Geltung: Wie spätere Gerichte diesen Entscheid behandelt haben, wurde nicht ausgewertet.

9F_3/2014

9F_3/2014

Rubrum

Urteil vom 20. März 2014

II. sozialrechtliche Abteilung

Besetzung

Bundesrichter Kernen, Präsident,

Bundesrichter Meyer, Parrino,

Gerichtsschreiber Schmutz.

Verfahrensbeteiligte

G.________,

Gesuchsteller,

gegen

Ausgleichskasse Zürcher Arbeitgeber, Siewerdtstrasse 9, 8050 Zürich,

Gesuchsgegnerin.

Gegenstand

Alters- und Hinterlassenenversicherung (Revision),

Revisionsgesuch gegen das Urteil des Schweizerischen Bundesgerichts 9C_917/2013 vom 27. Dezember 2013.

Sachverhalt

Mit Urteil 9C_917/2013 vom 27. Dezember 2013 trat das Bundesgericht auf eine Beschwerde des G.________ gegen einen Entscheid des Sozialversicherungsgerichts des Kantons Zürich vom 30. August 2013 nicht ein.

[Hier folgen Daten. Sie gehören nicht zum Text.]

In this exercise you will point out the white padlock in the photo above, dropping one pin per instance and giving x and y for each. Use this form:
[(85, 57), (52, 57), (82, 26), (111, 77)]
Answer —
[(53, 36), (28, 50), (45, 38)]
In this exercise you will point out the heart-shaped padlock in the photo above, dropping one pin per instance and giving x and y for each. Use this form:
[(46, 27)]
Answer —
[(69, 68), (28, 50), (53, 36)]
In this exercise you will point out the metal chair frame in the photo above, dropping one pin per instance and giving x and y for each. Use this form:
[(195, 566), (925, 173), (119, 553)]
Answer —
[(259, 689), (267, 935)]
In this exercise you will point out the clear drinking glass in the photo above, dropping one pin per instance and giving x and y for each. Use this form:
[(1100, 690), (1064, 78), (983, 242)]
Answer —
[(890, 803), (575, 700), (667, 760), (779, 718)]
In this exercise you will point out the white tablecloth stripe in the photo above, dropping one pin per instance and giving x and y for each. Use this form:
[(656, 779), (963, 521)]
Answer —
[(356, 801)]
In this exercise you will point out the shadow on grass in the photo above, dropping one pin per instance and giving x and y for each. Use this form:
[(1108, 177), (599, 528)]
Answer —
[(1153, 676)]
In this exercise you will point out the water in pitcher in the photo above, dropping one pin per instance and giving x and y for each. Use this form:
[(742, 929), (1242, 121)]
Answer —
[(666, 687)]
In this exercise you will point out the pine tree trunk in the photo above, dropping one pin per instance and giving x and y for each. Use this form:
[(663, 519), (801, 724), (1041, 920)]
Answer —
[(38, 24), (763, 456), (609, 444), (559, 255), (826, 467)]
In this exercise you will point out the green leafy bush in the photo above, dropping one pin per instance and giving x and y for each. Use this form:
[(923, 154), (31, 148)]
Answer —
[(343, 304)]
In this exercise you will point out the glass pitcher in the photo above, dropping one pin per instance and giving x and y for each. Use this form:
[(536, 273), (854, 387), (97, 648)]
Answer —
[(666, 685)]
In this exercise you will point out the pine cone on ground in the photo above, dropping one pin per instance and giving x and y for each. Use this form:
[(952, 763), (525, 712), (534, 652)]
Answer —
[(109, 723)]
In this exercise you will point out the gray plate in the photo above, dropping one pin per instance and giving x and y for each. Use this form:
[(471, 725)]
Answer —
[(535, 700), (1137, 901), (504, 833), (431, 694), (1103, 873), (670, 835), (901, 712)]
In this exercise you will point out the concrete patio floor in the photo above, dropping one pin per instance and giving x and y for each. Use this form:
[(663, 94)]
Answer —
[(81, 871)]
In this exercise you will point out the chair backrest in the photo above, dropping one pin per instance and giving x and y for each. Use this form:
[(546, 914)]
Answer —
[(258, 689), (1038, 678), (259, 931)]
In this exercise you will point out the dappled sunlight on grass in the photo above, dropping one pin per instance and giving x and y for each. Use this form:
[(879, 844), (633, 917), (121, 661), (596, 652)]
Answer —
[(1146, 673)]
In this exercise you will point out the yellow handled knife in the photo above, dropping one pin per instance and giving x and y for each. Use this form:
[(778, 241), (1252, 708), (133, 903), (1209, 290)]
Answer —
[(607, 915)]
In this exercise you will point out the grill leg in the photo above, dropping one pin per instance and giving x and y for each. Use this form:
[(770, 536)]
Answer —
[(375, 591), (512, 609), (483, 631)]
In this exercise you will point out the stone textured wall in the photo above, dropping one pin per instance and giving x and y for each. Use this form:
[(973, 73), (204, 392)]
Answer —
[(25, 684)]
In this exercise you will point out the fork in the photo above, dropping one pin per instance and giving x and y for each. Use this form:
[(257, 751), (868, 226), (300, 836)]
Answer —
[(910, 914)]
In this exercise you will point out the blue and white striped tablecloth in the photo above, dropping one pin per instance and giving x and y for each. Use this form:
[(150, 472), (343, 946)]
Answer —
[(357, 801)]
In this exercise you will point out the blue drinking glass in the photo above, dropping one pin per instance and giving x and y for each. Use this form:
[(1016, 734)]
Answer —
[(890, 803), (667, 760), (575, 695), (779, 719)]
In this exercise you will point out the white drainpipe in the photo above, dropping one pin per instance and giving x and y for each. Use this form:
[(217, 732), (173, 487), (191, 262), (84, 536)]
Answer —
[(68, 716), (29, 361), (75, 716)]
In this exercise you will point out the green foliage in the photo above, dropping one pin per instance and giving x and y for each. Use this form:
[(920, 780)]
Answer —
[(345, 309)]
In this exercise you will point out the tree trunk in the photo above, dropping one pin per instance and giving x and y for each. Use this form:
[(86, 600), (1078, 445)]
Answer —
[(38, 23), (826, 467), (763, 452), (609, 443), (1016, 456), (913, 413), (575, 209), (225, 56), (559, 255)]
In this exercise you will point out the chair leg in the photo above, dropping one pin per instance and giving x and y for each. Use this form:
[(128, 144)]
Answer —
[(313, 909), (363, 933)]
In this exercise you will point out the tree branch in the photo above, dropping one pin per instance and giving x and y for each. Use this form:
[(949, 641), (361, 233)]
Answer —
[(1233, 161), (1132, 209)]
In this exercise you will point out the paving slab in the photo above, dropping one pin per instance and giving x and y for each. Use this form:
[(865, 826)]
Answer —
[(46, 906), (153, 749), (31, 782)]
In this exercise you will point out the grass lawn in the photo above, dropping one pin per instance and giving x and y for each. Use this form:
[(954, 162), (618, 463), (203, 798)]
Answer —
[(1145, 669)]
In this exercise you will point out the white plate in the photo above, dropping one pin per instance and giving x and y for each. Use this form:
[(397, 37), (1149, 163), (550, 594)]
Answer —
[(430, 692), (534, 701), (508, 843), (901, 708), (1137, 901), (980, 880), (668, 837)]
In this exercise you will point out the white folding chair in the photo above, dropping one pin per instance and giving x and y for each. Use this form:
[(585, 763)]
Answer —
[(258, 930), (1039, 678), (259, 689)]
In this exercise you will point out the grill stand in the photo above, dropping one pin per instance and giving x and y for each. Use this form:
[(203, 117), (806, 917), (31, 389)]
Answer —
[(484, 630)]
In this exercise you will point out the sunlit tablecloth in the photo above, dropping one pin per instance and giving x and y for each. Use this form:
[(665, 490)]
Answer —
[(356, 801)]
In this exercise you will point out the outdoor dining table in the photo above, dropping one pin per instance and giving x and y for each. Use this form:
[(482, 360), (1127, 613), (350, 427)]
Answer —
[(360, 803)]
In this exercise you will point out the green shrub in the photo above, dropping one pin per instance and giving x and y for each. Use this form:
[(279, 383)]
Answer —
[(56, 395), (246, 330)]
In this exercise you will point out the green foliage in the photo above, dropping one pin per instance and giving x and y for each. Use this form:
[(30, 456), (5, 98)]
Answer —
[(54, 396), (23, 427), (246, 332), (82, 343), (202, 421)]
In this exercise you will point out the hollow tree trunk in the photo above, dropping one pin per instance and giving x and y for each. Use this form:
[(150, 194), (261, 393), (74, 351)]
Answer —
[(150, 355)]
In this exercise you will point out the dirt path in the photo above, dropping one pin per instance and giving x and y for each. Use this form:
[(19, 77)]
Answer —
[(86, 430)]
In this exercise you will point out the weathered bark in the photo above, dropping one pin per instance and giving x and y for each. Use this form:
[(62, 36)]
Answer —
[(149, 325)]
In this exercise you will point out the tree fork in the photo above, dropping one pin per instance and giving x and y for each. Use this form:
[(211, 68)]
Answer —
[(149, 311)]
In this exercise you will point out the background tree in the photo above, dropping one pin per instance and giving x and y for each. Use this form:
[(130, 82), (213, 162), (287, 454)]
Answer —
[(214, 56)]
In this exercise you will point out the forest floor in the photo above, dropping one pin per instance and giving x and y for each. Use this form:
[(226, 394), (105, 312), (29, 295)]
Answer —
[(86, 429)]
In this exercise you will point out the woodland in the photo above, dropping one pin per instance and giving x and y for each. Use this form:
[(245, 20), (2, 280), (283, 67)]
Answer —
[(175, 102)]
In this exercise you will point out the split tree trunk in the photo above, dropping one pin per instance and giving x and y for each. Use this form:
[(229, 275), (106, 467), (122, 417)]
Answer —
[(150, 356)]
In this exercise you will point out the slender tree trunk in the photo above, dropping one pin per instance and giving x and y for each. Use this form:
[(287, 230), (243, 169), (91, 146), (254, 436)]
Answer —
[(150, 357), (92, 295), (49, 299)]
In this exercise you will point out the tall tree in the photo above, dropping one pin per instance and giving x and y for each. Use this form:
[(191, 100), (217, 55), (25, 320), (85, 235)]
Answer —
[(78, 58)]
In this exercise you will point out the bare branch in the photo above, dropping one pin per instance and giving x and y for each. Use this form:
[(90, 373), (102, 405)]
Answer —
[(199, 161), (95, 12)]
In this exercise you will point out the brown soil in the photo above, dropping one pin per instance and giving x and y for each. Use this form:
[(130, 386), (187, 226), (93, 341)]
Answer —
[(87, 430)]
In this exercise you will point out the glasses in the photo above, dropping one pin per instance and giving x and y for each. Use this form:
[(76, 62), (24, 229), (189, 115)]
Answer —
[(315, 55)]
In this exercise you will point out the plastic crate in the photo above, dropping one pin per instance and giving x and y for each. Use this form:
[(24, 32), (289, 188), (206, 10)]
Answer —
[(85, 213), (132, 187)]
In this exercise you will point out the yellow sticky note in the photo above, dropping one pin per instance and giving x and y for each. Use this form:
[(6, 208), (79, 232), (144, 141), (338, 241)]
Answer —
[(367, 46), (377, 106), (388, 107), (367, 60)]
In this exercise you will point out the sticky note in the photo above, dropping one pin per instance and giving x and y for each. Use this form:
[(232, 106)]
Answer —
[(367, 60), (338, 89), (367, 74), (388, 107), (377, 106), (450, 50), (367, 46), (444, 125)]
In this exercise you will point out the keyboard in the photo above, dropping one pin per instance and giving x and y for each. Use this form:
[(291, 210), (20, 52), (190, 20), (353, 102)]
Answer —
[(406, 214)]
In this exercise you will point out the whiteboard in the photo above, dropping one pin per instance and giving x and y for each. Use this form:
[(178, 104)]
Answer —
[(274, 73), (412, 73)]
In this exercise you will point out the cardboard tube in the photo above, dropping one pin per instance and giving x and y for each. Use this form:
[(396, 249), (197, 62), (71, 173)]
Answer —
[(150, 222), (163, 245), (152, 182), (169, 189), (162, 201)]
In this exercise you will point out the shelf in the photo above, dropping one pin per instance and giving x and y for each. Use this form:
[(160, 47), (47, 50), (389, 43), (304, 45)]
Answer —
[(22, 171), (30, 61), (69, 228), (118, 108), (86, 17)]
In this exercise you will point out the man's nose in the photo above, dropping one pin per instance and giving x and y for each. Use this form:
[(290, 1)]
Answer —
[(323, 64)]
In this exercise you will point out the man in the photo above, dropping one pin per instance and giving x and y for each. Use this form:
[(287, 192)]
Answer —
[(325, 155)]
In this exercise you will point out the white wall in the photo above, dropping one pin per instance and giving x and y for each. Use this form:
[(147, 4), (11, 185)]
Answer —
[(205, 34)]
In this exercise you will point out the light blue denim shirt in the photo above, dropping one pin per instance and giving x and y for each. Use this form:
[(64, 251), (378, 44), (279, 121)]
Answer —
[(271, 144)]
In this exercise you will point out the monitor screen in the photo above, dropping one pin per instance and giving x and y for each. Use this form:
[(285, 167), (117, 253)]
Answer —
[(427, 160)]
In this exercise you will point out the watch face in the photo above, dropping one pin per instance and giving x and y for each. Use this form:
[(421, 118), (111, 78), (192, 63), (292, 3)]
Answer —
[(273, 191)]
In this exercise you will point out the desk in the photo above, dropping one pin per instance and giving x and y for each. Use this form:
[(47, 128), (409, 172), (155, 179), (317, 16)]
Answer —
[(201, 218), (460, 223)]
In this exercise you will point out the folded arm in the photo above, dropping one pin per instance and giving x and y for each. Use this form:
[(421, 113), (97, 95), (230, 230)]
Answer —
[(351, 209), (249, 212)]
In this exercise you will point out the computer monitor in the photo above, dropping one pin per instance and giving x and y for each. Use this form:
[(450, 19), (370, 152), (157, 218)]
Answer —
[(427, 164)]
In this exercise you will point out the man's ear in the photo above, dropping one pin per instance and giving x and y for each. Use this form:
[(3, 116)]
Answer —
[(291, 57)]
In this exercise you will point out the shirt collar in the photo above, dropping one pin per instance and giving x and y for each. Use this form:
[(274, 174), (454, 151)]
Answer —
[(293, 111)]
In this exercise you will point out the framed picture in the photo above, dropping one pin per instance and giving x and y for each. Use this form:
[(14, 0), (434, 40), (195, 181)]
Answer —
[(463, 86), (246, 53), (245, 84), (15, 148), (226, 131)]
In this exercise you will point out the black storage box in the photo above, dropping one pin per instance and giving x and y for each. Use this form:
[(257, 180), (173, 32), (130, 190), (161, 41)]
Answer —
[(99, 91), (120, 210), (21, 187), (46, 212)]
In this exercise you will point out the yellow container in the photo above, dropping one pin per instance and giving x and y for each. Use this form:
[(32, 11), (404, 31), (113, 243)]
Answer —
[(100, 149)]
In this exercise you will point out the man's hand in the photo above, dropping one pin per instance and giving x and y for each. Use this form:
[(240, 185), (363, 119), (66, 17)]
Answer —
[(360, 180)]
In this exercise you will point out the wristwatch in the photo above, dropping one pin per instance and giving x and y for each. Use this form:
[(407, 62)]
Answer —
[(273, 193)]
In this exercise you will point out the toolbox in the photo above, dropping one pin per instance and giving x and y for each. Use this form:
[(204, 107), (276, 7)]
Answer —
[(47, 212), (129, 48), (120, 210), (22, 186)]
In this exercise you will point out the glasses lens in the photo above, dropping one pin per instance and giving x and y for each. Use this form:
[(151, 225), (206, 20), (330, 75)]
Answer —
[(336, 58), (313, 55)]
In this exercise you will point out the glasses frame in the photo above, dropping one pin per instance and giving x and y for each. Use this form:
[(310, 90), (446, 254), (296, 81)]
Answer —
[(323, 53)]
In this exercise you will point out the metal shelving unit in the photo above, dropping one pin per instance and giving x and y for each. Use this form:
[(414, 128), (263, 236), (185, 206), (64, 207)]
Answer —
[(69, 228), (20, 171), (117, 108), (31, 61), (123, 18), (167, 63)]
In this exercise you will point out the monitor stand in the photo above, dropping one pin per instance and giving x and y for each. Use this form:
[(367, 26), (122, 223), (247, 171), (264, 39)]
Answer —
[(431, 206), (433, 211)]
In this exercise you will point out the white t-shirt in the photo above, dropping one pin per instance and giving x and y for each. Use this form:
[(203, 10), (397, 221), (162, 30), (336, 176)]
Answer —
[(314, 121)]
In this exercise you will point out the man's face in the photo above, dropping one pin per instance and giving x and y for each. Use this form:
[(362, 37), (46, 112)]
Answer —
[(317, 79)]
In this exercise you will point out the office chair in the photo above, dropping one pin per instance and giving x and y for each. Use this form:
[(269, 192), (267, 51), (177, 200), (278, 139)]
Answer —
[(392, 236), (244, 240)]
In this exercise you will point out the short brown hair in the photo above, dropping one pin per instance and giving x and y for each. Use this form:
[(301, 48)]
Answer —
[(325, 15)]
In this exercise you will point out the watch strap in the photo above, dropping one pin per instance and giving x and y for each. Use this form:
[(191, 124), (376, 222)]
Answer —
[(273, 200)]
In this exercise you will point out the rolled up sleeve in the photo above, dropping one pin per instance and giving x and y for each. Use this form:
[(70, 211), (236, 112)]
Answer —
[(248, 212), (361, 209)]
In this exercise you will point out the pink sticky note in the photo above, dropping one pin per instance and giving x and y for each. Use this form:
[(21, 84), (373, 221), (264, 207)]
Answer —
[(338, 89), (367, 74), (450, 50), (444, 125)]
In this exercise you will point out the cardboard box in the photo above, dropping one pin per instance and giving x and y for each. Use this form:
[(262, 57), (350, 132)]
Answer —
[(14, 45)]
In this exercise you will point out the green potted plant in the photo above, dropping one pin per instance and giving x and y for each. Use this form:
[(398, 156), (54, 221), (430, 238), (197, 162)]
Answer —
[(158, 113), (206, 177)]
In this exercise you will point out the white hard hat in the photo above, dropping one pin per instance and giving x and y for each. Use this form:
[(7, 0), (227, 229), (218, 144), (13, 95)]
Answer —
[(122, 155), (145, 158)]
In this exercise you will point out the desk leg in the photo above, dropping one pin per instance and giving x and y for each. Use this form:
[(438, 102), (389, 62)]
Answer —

G.________ ersucht um Revision des bundesgerichtlichen Entscheids.

Erwägungen

1.

Das Bundesgericht begründete sein Urteil 9C_917/2013 vom 27. Dezember 2013 damit, dass die Eingaben des Beschwerdeführers den inhaltlichen Mindestanforderungen an ein Rechtsmittel offensichtlich nicht genügten. Zudem sei der angefochtene Entscheid erst lange nach Ablauf der zur Mangelbehebung gesetzten Frist eingereicht worden.

2.

Der Gesuchsteller bringt vor, vonseiten des kantonalen Sozialversicherungsgerichts sei ihm bereits vor der Urteilseröffnung versprochen worden, dass der Entscheid nach Luzern weitergeleitet werde, falls er am Bundesgericht eine Beschwerde einlegen würde. Auch sei ihm eine Kopie des Urteils des Sozialversicherungsgerichts erst am 12. Dezember 2013 zugestellt worden, obschon er bereits am 6. November 2013 schriftlich darum gebeten habe, um die Frist beim Bundesgericht zu wahren.

3.

Die Vorbringen sind unbehelflich. Die Revision eines Entscheids des Bundesgerichts kann gemäss Art. 121 BGG u.a. verlangt werden, wenn einzelne Anträge unbeurteilt geblieben sind (lit. c) oder das Gericht in den Akten liegende erhebliche Tatsachen aus Versehen nicht berücksichtigt hat (lit. d). Solche Gründe sind hier nicht gegeben. Das Gericht ist auf die Beschwerde nicht eingetreten, weil die Eingaben den inhaltlichen Mindestanforderungen an ein Rechtsmittel nicht genügten. Lediglich im Sinne einer Zusatzbegründung wurde auch der Mangel der verspäteten Eingabe angeführt.

4.

In Anwendung von Art. 66 Abs. 1 Satz 2 BGG wird ausnahmsweise auf die Erhebung von Gerichtskosten verzichtet.

Dispositiv

Demnach erkennt das Bundesgericht:

1.

Das Revisionsgesuch wird abgewiesen.

2.

Es werden keine Gerichtskosten erhoben.

3.

Dieses Urteil wird den Parteien, dem Sozialversicherungsgericht des Kantons Zürich und dem Bundesamt für Sozialversicherungen schriftlich mitgeteilt.

Luzern, 20. März 2014

Im Namen der II. sozialrechtlichen Abteilung

des Schweizerischen Bundesgerichts

Der Präsident: Kernen

Der Gerichtsschreiber: Schmutz

Seither geänderte Bestimmungen

Dieser Entscheid legt Bestimmungen aus, deren Erlass seither erneut konsolidiert wurde. Ob der Artikel selbst geändert hat, ist nicht erfasst.

  • Bundesgesetz über das Bundesgericht, Art. 66 und Art. 121 — gelesen in der Fassung vom 1. Januar 2014; der Erlass wurde am 1. Juli 2014, 1. August 2014, 1. November 2015, 1. Januar 2016, 1. Januar 2017, 1. April 2017, 1. Juni 2017, 1. Januar 2018, 1. Januar 2019, 1. Januar 2021, 1. Januar 2022, 1. Juli 2022, 1. Januar 2024, 1. Februar 2024, 1. Juli 2024, 1. Januar 2025, 1. April 2026 und 13. Mai 2026 erneut konsolidiert.